When a woman's nervous system learns that you don't run, that you don't crumble, that you can hold the weight without making her feel like a burden - she opens. Fully. And a woman who feels truly safe with you will bring a kind of abundance into your life that no career achievement ever will.

Stop seeing her tests as an attack on who you are. Start seeing them as an invitation to show her exactly who you are.

06/04/2026

We are walking into first dates with a checklist so long it would exhaust a hiring manager.

Romantic partner. Best friend. Intellectual equal. Philosopher. Caregiver. Independent enough but not too independent. Attractive enough. Funny enough. The list goes on - and the person sitting across from you can feel every single item on it.

That pressure? It kills connection before it even has a chance to breathe.

Here's the truth nobody wants to say out loud: you are not supposed to find everything in one person.

That is not what a partner is for. That is what a full life is for - your friendships, your community, your own inner world. A partner is meant to complement your life, not complete it entirely.

The moment you put down the checklist and just get curious about who is actually in front of you, everything changes.

06/03/2026

You cannot measure a lifetime partner by a first-date checklist.

I have a client - brilliant, successful, genuinely kind - who loses interest after one date if a woman doesn't immediately strike him as beautiful enough. And honestly? He's not alone. We've been conditioned to treat dating like a fast-fashion catalog.

But here's what we're missing: the qualities that actually determine whether someone is a great life partner cannot be seen on date one or two. Will they show up on a hard day? Will they bring out the best in you? Those layers only surface on date four, five, or six.

When you dismiss someone that quickly, you're not just protecting your standards. Sometimes you're protecting yourself from the vulnerability of actually being seen.

Give it until date four. You might surprise yourself.

06/02/2026

She cancelled again. Before you spiral - read this.

She said she’s busy. She said the timing is off. She said you’re great. And instead of taking that at face value, you got quiet, short, maybe a little passive aggressive - and shut the whole thing down.

But what if she meant exactly what she said?

Not every cancelled plan is a rejection. Stop treating it like one.

The move is simple. Confident. Unbothered.

“No worries - let’s reconnect when the timing is better for you.”

That’s it. No punishment. No hidden meaning. Just a door left open by a man who is secure enough not to burn everything down over an assumption.

Take people at their word. Let time show you the rest.

06/01/2026

"Don't ask a fish how to fish."

I see this comment constantly. And every time, I think - you are a high-performing man who goes directly to the source in every other area of your life. Why would dating be any different?

Working closely with a high-value woman is not about learning tricks. It is about getting a direct, unfiltered mirror from someone who understands exactly what she wants - and can help you see the incredible value you already bring, so the right woman can finally see it too.

You do not need more tactics. You need to stop underestimating yourself.

Comment WOMEN if you are ready to stop playing games and start building something real.

05/31/2026

Your lack of dating experience is not the problem. Your shame about it is.

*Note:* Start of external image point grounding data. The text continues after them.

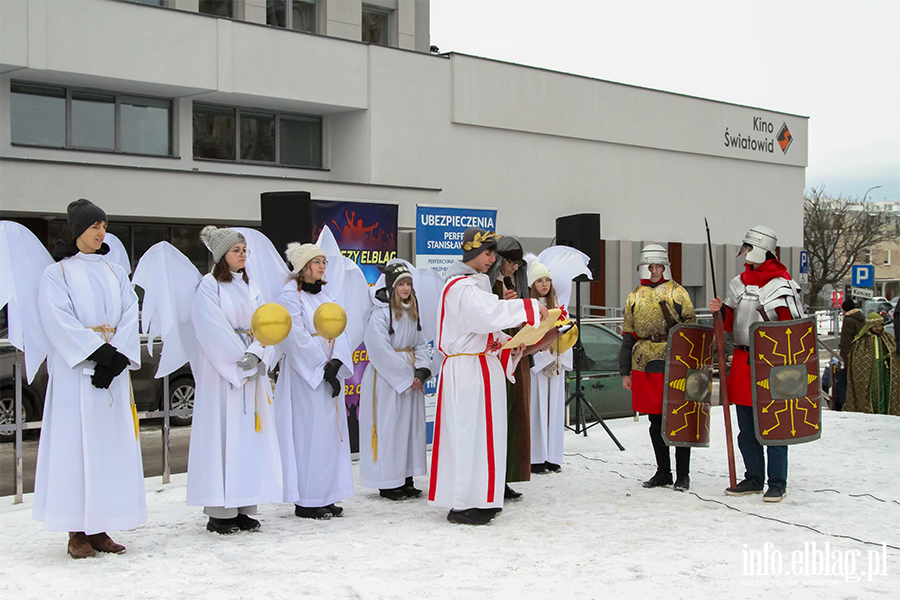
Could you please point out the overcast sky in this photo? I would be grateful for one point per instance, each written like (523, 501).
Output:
(837, 62)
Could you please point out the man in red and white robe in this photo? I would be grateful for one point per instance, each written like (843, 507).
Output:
(468, 462)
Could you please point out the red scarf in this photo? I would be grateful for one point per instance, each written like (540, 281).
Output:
(764, 273)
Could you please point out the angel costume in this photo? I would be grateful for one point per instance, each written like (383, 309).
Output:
(548, 404)
(312, 425)
(468, 462)
(389, 408)
(233, 460)
(90, 476)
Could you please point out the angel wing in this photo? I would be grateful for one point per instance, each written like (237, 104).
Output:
(565, 264)
(347, 285)
(169, 281)
(117, 253)
(265, 265)
(23, 259)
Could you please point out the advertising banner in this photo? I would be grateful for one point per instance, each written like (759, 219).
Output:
(439, 231)
(367, 234)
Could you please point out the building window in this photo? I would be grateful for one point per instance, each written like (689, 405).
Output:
(250, 135)
(299, 15)
(217, 8)
(375, 25)
(56, 117)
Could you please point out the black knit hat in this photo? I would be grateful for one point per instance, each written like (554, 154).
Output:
(82, 214)
(475, 241)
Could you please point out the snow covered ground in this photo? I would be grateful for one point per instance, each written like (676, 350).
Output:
(590, 531)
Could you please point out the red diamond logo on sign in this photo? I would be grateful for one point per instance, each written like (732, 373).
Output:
(784, 138)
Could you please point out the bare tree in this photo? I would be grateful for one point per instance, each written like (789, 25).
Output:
(836, 232)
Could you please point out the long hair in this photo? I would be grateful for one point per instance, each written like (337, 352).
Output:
(397, 308)
(551, 295)
(221, 272)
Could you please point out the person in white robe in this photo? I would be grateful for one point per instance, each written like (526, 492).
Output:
(233, 462)
(90, 477)
(548, 384)
(468, 462)
(392, 400)
(309, 396)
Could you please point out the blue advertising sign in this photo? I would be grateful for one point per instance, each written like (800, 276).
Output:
(439, 232)
(863, 276)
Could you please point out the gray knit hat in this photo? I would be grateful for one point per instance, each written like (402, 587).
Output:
(475, 241)
(219, 241)
(82, 214)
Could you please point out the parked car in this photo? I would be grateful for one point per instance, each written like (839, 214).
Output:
(602, 387)
(148, 391)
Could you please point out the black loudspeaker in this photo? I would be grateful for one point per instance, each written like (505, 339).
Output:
(286, 217)
(582, 232)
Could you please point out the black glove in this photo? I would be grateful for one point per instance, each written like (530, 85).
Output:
(119, 363)
(102, 377)
(335, 386)
(332, 367)
(104, 355)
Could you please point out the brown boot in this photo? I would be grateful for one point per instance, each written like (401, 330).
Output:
(79, 547)
(102, 543)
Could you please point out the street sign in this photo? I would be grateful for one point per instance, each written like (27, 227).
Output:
(863, 276)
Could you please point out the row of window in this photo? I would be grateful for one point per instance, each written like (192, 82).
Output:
(299, 15)
(57, 117)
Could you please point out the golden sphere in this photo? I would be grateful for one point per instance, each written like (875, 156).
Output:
(566, 340)
(330, 320)
(271, 323)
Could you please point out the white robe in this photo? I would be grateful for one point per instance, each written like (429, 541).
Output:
(468, 462)
(548, 407)
(90, 476)
(312, 426)
(400, 410)
(230, 464)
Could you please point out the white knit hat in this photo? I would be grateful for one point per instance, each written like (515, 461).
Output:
(220, 241)
(536, 270)
(300, 254)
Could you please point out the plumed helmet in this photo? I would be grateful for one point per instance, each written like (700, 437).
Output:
(761, 239)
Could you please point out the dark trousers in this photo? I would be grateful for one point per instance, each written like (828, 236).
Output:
(663, 462)
(751, 451)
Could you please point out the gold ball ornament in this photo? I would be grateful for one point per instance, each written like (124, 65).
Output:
(566, 341)
(271, 324)
(330, 320)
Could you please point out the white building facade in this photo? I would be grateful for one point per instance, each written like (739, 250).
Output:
(172, 117)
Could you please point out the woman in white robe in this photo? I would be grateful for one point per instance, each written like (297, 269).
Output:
(548, 385)
(90, 477)
(233, 461)
(309, 396)
(392, 401)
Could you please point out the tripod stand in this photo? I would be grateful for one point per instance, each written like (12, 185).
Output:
(577, 396)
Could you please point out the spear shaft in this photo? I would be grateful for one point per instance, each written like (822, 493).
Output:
(719, 334)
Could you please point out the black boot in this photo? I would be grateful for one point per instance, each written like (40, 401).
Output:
(222, 526)
(659, 480)
(410, 489)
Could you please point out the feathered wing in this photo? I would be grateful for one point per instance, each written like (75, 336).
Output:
(117, 253)
(265, 265)
(347, 285)
(565, 264)
(169, 281)
(23, 259)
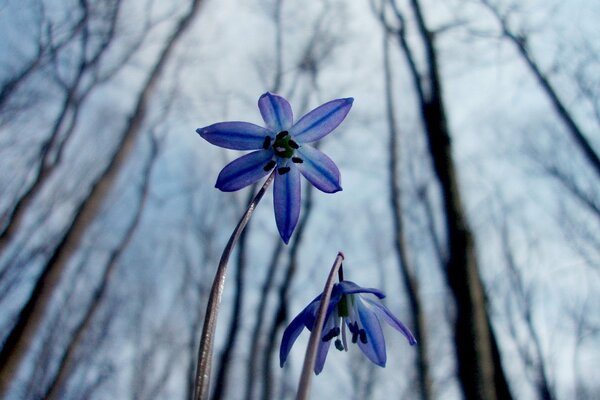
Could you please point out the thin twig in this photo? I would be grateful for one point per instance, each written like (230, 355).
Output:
(210, 319)
(315, 335)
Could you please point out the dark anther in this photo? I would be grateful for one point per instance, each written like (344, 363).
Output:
(363, 336)
(281, 134)
(267, 142)
(331, 334)
(355, 331)
(269, 165)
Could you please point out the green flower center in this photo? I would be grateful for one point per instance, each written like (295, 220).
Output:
(284, 146)
(343, 306)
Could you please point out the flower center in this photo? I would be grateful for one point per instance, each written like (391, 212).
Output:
(284, 146)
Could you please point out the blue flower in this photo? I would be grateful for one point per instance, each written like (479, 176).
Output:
(281, 145)
(348, 307)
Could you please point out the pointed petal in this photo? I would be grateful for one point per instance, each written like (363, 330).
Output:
(235, 135)
(243, 171)
(276, 112)
(321, 121)
(383, 312)
(374, 349)
(286, 197)
(349, 287)
(319, 169)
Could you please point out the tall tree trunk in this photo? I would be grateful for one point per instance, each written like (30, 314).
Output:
(405, 265)
(67, 361)
(20, 338)
(479, 369)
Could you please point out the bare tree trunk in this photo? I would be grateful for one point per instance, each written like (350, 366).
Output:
(68, 359)
(531, 350)
(479, 368)
(22, 334)
(409, 279)
(481, 376)
(51, 150)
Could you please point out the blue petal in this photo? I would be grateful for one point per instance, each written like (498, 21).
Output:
(383, 312)
(243, 171)
(286, 197)
(276, 112)
(374, 349)
(319, 169)
(349, 287)
(323, 346)
(321, 121)
(235, 135)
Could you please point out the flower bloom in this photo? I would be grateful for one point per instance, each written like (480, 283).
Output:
(281, 145)
(350, 306)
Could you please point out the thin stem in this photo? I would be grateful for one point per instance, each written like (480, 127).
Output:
(315, 335)
(212, 309)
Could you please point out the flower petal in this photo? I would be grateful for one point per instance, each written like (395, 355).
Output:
(243, 171)
(319, 169)
(321, 121)
(374, 349)
(276, 112)
(324, 345)
(286, 197)
(290, 335)
(349, 287)
(235, 135)
(394, 322)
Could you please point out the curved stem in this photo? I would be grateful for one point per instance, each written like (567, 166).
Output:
(205, 351)
(315, 335)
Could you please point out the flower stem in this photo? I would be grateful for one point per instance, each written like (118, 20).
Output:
(202, 385)
(315, 335)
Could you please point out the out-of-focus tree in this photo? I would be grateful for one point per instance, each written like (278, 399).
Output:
(479, 368)
(19, 339)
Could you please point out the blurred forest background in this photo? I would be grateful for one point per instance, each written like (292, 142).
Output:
(470, 165)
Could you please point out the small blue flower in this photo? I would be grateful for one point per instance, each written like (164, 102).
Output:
(282, 145)
(348, 307)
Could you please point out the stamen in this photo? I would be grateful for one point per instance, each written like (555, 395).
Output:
(344, 341)
(269, 166)
(363, 336)
(267, 142)
(333, 332)
(355, 331)
(281, 134)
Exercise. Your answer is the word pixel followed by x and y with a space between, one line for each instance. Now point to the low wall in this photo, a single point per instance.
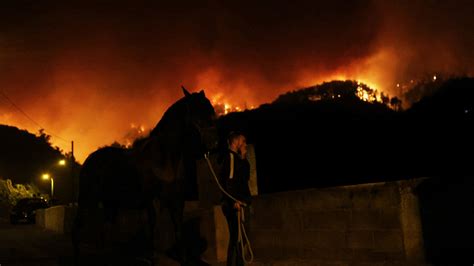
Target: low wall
pixel 57 218
pixel 371 223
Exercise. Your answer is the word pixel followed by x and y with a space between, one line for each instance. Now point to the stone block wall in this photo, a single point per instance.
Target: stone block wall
pixel 371 223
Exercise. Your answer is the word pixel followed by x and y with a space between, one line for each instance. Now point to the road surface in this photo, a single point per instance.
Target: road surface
pixel 27 244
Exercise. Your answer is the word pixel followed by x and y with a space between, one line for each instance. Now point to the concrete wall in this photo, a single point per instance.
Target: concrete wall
pixel 57 218
pixel 373 223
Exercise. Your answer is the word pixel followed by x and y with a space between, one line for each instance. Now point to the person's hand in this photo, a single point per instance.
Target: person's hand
pixel 237 206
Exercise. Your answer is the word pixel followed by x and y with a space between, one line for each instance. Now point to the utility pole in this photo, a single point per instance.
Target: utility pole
pixel 73 192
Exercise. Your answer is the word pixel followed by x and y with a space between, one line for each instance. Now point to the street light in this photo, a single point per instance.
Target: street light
pixel 46 177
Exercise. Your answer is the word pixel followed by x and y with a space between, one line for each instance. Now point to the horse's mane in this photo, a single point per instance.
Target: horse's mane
pixel 169 116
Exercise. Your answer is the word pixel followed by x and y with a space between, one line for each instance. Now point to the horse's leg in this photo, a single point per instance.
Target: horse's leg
pixel 151 217
pixel 106 243
pixel 176 209
pixel 75 233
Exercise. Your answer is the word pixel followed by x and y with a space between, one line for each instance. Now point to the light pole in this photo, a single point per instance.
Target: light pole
pixel 46 177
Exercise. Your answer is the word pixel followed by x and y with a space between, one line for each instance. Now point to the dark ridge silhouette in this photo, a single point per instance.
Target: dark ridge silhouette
pixel 24 156
pixel 308 138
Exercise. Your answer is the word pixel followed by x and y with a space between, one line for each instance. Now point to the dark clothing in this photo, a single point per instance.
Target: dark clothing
pixel 237 186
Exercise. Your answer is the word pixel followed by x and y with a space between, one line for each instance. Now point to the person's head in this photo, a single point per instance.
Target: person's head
pixel 237 142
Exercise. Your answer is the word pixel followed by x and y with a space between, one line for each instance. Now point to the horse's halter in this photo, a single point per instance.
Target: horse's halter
pixel 203 131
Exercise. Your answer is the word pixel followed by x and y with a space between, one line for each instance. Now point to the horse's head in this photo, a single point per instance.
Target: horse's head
pixel 201 118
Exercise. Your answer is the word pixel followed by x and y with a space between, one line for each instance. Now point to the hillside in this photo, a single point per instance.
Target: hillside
pixel 301 142
pixel 25 157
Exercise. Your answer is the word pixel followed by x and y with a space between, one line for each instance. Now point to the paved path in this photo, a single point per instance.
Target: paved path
pixel 27 244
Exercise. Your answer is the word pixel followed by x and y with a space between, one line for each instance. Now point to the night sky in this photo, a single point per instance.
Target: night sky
pixel 88 71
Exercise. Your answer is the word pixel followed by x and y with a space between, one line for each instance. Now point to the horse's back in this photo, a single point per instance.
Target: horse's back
pixel 110 175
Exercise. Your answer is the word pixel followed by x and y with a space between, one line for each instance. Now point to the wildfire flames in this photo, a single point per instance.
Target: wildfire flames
pixel 122 63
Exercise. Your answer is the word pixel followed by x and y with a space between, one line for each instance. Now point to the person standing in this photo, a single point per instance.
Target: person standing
pixel 234 178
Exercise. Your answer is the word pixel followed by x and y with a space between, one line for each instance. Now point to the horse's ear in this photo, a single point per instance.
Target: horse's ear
pixel 185 91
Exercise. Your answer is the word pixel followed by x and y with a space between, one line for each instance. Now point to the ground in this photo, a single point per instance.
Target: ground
pixel 27 244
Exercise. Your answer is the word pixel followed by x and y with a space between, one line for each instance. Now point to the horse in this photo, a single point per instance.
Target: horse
pixel 114 179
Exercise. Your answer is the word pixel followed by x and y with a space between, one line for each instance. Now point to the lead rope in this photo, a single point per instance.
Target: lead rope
pixel 242 234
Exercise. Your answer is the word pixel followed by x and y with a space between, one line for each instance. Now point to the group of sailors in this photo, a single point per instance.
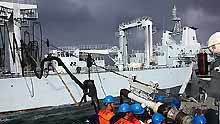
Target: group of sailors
pixel 136 114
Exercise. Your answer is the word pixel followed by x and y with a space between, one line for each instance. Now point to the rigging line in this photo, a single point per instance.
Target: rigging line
pixel 32 85
pixel 100 81
pixel 135 80
pixel 67 88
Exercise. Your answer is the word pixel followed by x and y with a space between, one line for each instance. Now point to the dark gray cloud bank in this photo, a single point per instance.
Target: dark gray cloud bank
pixel 69 22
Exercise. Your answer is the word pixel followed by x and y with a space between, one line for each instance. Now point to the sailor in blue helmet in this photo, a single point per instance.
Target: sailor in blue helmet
pixel 199 119
pixel 138 113
pixel 176 103
pixel 158 118
pixel 105 115
pixel 125 110
pixel 160 98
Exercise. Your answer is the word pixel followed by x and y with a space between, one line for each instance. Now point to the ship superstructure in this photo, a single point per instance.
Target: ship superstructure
pixel 166 67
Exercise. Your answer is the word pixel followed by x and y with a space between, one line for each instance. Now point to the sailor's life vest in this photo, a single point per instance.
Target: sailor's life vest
pixel 105 116
pixel 123 121
pixel 134 120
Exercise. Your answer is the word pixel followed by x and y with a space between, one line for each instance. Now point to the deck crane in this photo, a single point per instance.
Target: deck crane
pixel 146 24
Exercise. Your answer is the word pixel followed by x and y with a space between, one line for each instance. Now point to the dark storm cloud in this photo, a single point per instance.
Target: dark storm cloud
pixel 67 22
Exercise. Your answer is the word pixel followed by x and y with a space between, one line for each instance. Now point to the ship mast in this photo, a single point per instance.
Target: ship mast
pixel 177 29
pixel 14 16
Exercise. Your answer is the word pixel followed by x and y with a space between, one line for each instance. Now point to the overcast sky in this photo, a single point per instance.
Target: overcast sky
pixel 69 22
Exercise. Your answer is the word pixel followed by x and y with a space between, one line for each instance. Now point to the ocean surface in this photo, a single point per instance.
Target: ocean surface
pixel 66 114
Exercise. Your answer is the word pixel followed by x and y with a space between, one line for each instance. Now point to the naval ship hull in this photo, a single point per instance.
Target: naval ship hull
pixel 32 93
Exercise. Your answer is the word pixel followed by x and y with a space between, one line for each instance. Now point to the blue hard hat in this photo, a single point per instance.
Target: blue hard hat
pixel 124 108
pixel 199 119
pixel 176 103
pixel 109 99
pixel 159 98
pixel 157 118
pixel 137 108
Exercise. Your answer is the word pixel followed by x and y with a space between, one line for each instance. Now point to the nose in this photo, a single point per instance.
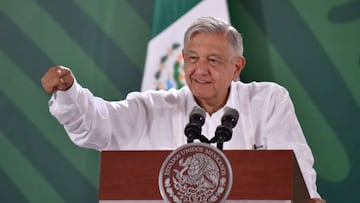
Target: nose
pixel 202 66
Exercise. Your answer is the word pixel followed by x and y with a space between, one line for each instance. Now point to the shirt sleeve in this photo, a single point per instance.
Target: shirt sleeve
pixel 92 122
pixel 283 131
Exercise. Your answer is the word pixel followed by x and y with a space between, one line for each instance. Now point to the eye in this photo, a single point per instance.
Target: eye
pixel 214 61
pixel 192 59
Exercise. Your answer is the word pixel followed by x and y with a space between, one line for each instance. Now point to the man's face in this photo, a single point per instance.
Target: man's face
pixel 210 65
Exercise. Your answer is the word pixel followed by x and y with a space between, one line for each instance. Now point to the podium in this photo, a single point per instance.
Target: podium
pixel 257 175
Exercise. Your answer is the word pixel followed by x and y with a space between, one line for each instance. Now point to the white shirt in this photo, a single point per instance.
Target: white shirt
pixel 156 120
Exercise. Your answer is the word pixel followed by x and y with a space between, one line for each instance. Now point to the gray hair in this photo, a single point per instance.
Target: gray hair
pixel 216 25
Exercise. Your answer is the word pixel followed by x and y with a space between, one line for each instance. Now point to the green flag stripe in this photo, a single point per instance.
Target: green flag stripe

There are men sitting on the sidelines of their own love lives - not because they aren't ready or worthy - but because they are paralysed by the story they keep telling themselves about what they haven't done.

But here is what I need you to understand: the right woman is not interviewing you for your romantic résumé.

She is feeling your presence. She is watching how you carry yourself. She is asking - does this man know who he is and where he is going? That is what she is deciding on. Not your history.

If you walk in ashamed of your past, she will feel that too. But the man who can look her in the eye and say "I haven't had many relationships, and I know exactly who I am and what I bring" - that man is magnetic.
Shame shrinks you. Ownership expands you.

Stop waiting until your past looks different. Start showing up as the man your future already knows you are.